Malgré la réduction partielle des concentrations d’IgA et d’IgG, un pourcentage significatif d’anticorps a persisté après la pasteurisation. Après pasteurisation, 70,53% d’anticorps IgA anti-SARS-CoV-2 et 81,99% d’anticorps IgG ont été observés. Après la pasteurisation, le pourcentage d’anticorps perdus semblait être plus faible lorsque les taux d’IgG étaient comparés aux taux d’IgA.
Conséquences
Bien que les niveaux d’IgA et d’IgG du SRAS-CoV-2 dans le lait maternel aient diminué après la pasteurisation de Holder, un pourcentage considérable d’anticorps a été conservé.
La persistance des anticorps dans le lait maternel, même après la pasteurisation, soutient la fourniture de lait maternel aux nourrissons pendant la pandémie de COVID-19. De plus, les découvertes actuelles soulignent l’importance possible des anticorps SARS-CoV-2 spécifiques au virus dans la protection passive des nourrissons recevant du lait maternel.
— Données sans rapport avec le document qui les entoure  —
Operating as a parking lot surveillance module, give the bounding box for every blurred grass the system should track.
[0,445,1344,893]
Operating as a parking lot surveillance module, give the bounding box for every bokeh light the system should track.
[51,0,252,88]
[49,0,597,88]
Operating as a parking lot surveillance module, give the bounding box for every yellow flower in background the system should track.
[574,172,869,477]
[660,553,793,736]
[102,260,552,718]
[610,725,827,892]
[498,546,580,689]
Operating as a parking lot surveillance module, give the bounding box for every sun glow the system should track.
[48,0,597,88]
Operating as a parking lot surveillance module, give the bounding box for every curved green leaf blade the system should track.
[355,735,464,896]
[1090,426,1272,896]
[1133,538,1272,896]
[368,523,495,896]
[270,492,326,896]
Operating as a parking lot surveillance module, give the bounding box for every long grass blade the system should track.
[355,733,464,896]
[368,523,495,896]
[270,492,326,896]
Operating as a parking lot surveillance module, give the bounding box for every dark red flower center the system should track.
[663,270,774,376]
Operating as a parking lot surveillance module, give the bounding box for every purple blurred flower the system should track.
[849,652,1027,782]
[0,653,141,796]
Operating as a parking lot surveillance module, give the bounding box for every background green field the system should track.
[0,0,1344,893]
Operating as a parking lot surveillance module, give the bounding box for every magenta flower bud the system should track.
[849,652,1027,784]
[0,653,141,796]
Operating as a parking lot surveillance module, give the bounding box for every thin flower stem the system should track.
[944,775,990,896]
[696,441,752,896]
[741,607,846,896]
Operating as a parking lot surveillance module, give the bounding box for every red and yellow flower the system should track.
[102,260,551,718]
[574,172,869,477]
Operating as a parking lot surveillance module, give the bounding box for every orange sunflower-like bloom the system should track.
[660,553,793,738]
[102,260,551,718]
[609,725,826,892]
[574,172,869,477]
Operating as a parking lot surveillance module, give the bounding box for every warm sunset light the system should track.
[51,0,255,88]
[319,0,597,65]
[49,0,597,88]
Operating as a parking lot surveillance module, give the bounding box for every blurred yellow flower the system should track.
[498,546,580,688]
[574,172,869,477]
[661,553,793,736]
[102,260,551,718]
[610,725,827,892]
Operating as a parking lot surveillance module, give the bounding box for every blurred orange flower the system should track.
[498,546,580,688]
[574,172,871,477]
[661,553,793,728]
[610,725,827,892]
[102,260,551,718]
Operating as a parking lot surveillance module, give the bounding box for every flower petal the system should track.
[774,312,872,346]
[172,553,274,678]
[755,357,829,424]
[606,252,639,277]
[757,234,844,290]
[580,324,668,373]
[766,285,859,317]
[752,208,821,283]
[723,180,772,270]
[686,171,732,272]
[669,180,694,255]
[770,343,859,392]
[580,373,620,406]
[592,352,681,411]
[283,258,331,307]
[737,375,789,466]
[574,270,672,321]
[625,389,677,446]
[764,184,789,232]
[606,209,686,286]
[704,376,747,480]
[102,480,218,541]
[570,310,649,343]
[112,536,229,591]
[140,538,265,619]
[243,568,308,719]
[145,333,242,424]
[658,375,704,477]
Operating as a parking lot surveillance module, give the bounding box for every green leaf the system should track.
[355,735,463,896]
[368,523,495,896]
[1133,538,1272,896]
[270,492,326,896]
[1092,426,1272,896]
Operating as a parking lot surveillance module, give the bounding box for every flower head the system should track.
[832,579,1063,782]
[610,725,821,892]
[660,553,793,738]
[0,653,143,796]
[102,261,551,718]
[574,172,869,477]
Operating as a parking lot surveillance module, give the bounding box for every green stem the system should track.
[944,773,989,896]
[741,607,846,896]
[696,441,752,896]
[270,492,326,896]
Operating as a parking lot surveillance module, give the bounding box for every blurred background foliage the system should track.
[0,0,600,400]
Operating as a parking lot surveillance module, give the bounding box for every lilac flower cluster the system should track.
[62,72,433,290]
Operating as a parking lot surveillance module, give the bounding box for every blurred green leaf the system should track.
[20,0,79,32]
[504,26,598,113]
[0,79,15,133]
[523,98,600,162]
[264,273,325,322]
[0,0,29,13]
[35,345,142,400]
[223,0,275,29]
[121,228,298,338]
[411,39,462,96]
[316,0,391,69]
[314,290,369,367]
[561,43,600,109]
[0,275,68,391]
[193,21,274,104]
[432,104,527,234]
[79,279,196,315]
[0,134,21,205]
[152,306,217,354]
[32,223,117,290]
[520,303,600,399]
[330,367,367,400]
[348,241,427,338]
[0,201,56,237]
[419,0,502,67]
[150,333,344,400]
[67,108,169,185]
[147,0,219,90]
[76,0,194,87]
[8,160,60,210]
Des recherches supplémentaires sont nécessaires pour déterminer l’efficacité de ces anticorps et la durée de leur protection chez les nourrissons allaités.
*Avis important
Place de la recherche publie des rapports scientifiques préliminaires qui ne sont pas évalués par des pairs et, par conséquent, ne doivent pas être considérés comme concluants, guider la pratique clinique/les comportements liés à la santé, ou traités comme des informations établies.